# Bear.



## rayrecrok (Nov 21, 2008)

A few of you might know we have now got a Cocker Spaniel "Jess", she is the boss of the other dogs in our house and her best friend is "Zanda" the Alsatian, they grew up together from pups, we also have a Rottweiler "Indie" the daftest dog in the world and now "Bear" a St Bernard New Foundland cross which is now a new breed recognised by the Kennel Club, so meet "Bear" he is just over 6 months old and still to grow.

Jess









Bear









Zanda









ray.


----------



## HermanHymer (Dec 5, 2008)

The dogs are divine, Zanda knows how to pose!

But your byline - how am I ever going to get that out of my mind??????


----------



## patp (Apr 30, 2007)

Lovely to meet your "crew". Do they all travel with you when you go away?


How interesting about the Newfoundland/St Bernard cross. Is it something like the Labradoodle breed? Is there a reason for crossing the two? They crossed the Labrador and Poodle to get a working dog that did not moult. Are they looking for a swimming mountain rescue breed with your particular cross? Sorry for all the questions but I love mixed breeds with all the different characteristics they have.


----------



## HermanHymer (Dec 5, 2008)

How big will Bear grow? Your choice of name could be an indicator!

I've seen some lovely (huge) St Bernards in Switzerland of course, and they are huge,but I don't really know the Newfoundland.

There is a St Bernard exhibition/promotion centre in Martigny.


----------



## rayrecrok (Nov 21, 2008)

The big dogs belong to my sons family, we have the Spaniel.. Bear is daft as a brush as he is still a puppy as big as he is, how much more he will grow who knows?..

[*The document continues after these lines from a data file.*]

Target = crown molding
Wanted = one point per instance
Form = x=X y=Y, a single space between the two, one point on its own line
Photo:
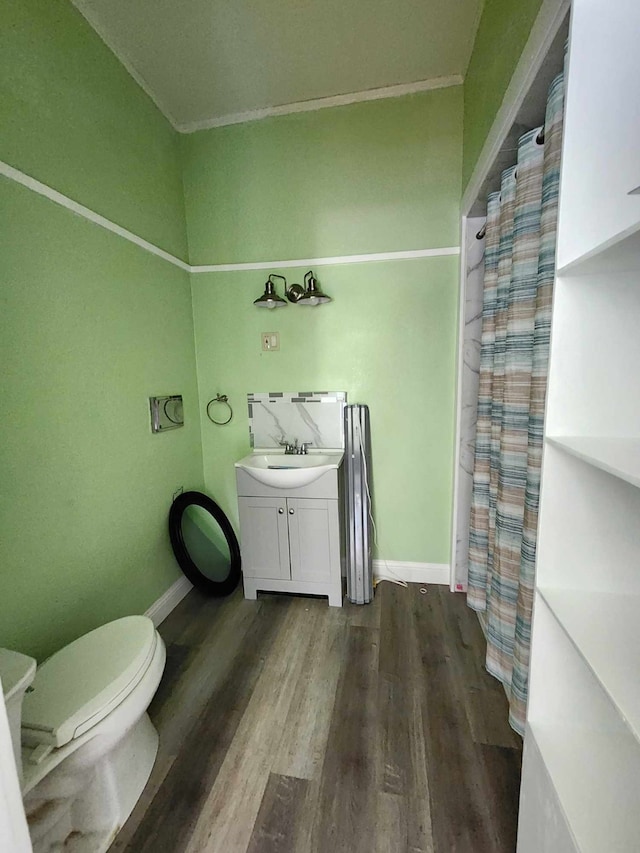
x=323 y=103
x=41 y=189
x=545 y=28
x=408 y=255
x=95 y=24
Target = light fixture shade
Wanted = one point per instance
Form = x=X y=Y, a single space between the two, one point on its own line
x=270 y=298
x=312 y=294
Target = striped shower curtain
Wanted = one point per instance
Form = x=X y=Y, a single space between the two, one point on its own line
x=518 y=286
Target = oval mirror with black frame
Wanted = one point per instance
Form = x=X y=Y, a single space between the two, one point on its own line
x=204 y=543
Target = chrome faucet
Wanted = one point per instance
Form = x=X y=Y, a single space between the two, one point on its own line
x=295 y=449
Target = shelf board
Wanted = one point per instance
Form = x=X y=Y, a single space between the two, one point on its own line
x=620 y=254
x=605 y=629
x=617 y=456
x=597 y=780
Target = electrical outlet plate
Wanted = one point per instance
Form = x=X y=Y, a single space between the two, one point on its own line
x=270 y=341
x=166 y=413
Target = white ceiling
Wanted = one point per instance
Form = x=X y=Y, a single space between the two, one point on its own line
x=207 y=62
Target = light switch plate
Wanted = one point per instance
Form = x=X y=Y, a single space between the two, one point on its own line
x=270 y=341
x=166 y=413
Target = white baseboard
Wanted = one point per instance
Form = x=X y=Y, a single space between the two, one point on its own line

We are a bit like the Waltons at our house, I gave my house to my son and family and we live in my old workshop I converted last year into a granny flat, after all we only use it a couple of months a year as we normally clear off to Spain and Portugal Dec to the end of March, then we are in our caravan at the coast for the summer, it was just this year with the health problems we are in the flat instead of getting a bit of sun on our back!..

ray.


----------